Scope of Assignment and Indicative Activities
- Competent organisations are encouraged to submit an application based on the following call for proposals. Proposals will be reviewed and approved by the SGP National Steering Committee (NSC).
- All proposed project activities must be in line with the Klang Valley Landscape Strategy that is being prepared by MNS in consultation with other stakeholders. The landscape strategy is under development, so please contact the SGP Secretariat to obtain the latest version.
- Applicants shall consider one or more of the following activities (but not limited to) for their proposed project:
- Land Degradation/Sustainable Land and Forest Management
- Vegetation restoration and reforestation in degraded parts of the RUGS landscape.
- Erosion and soil stabilisation within vulnerable landscapes such as riverbanks within RUGS riparian corridors (e.g., Klang River Basin) through restoration of stream-side vegetation; and hillslopes.

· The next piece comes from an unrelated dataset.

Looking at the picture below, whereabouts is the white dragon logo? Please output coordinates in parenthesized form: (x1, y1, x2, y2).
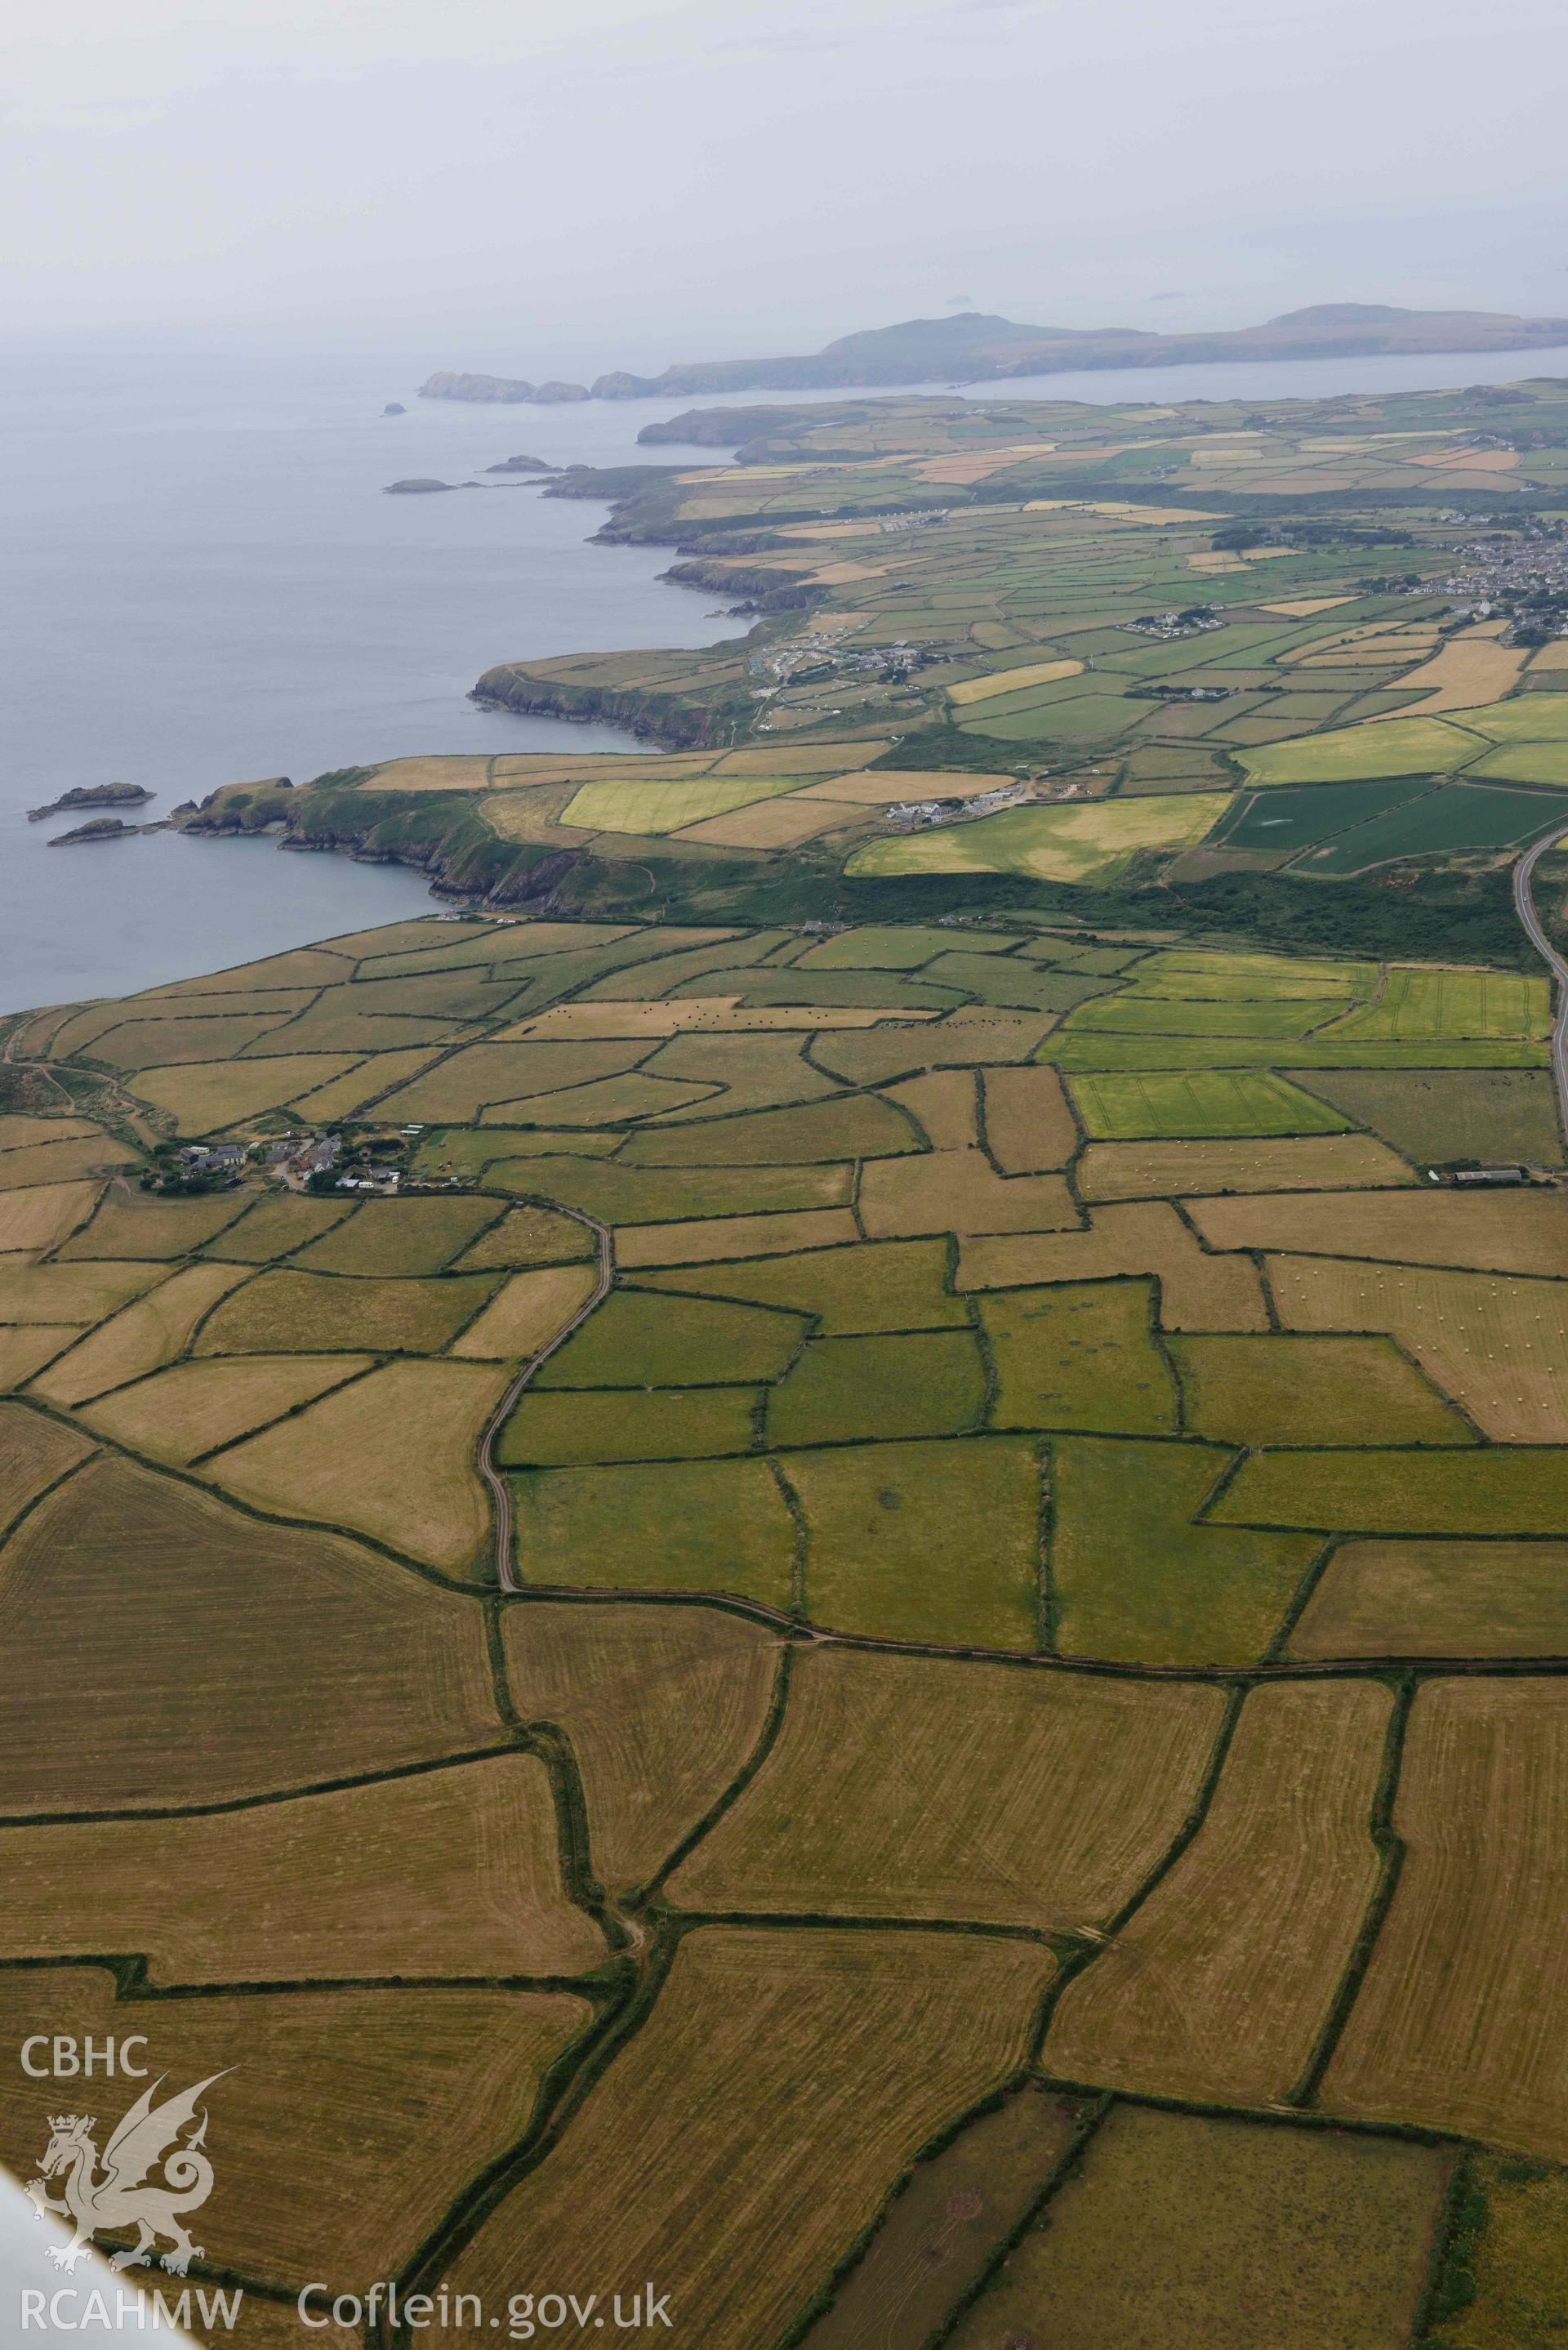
(24, 2072, 228, 2275)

- Legal protection and improve land management over the existing and proposed community forests and green spaces in the Klang Valley.

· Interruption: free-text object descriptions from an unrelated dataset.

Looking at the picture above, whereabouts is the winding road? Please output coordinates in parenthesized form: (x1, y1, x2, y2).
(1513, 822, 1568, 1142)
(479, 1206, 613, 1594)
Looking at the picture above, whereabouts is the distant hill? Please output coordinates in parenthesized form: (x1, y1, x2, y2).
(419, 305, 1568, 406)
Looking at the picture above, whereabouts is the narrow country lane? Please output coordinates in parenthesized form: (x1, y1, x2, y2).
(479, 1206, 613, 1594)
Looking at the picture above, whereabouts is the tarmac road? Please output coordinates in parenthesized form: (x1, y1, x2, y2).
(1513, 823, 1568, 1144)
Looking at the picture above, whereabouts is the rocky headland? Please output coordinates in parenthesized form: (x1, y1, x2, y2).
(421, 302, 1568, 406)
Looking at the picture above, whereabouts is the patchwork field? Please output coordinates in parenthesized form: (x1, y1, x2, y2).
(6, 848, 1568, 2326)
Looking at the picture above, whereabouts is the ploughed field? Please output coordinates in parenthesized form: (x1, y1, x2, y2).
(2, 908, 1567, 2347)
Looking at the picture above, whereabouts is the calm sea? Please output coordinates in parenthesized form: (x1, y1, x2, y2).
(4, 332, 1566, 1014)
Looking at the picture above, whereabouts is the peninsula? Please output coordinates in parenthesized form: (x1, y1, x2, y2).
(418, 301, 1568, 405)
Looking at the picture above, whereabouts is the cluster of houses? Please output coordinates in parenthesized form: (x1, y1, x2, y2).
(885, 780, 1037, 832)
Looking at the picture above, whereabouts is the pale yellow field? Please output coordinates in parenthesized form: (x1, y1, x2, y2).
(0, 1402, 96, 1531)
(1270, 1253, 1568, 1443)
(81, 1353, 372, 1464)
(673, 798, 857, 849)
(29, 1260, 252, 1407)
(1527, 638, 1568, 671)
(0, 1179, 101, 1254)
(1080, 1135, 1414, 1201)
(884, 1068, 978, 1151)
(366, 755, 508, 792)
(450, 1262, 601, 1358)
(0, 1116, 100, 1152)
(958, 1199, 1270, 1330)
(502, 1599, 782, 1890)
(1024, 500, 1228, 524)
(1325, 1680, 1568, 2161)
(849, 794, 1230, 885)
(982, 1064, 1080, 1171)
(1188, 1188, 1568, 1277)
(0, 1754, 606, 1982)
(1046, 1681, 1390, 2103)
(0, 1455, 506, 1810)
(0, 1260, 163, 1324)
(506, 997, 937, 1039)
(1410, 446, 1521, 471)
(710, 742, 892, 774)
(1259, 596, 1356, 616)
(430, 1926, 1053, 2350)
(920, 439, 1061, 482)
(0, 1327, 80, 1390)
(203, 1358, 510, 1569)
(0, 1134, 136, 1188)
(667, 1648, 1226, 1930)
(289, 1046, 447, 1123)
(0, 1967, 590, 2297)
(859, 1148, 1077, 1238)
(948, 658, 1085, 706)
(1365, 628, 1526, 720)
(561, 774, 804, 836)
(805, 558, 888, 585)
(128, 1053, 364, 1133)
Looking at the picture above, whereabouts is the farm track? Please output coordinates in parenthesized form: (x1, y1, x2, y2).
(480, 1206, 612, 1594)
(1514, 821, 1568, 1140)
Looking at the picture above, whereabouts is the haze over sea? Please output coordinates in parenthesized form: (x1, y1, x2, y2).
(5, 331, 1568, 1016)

- Development of nature-based economic opportunities for local communities (e.g., agroforestry, urban farming, ecotourism, etc.)

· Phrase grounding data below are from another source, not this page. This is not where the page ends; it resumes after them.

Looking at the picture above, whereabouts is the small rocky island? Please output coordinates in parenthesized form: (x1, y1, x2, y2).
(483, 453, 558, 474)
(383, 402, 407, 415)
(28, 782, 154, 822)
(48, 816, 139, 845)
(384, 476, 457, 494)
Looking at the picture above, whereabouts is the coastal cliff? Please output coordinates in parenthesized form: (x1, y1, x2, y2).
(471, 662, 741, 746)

- Documentation of traditional knowledge related to landscape management and restoration techniques.
- Development of land use policies and regulations that promote protection of green spaces, sustainable urban planning, land use and development practices.
- Identify and promote ‘city-friendly’ wildlife (i.e., plants and animals that are appropriate to have living alongside people in an urban setting).
- Strengthen community-based conservation of threatened species via citizen-scientist programmes to provide opportunities for learning about scientific concepts and contributing to biodiversity conservation (e.g., tracking the populations of fireflies, otters, primates, urban and migratory birds, etc.).
- Strengthen community forest and land management through capacity building and engagement with relevant authorities.
- Physical intervention and enhancement of degraded landscape by creating diverse and resilient habitats such as wildlife corridors/crossings and man-made wetlands, through collaboration with city planners and architects.
- Documentation of traditional knowledge related to biodiversity.
- Development of policies and regulations for managing wildlife and its habitats.
- Green spaces accessibility to urban poor communities and demonstration of urban biodiversity initiatives to alleviate urban poverty.
- Climate Change mitigation
- Strategic urban planning and design that incorporates energy-efficient and climate resilient buildings using green materials and technologies that also have value as habitat for wildlife within the RUGS network (e.g., energy efficient lighting, roofing, and walls).
- Carbon offset systems such as carbon taxing and cap-and-trade systems to incentivise emissions reductions and restoration of carbon sinks (particularly degraded peatlands).
- Climate-friendly practices for sustainable agriculture, fisheries or other industries and food security within RUGS green spaces and corridors.
- Strengthen renewable energy interventions (e.g., off-grid solar combined cooling, heating and power (CCHP) for urban communities, biomass gasification).
- Promote sustainable transportation via public transportation network and improve accessibility by foot.
- Land Degradation/Sustainable Land and Forest Management
- The maximum amount per grant award will be limited to USD50,000. It is advisable that applicants base their grant request on the estimated expenditure required to conduct the proposed activities.
Duration of Project
- All projects must be completed by December 2025 at the latest.
- Eligible Organisations:
- Locally registered Non-government Organisations (NGOs)/Civil Society Organisations (CSOs)/Community-based Organisations (CBOs), with an existing copy of the certificate of registration.
- Locally registered bank account of the organisation.
- In exceptional circumstances, unregistered organisations may contact the SGP Secretariat to discuss the potential arrangement of an intermediary contract with an established organisation.
- Applicant organisations must demonstrate that it has the capacity to implement the project and meet SGP’s administrative and book-keeping requirements.
- Applications may be written in either English or Bahasa Malaysia.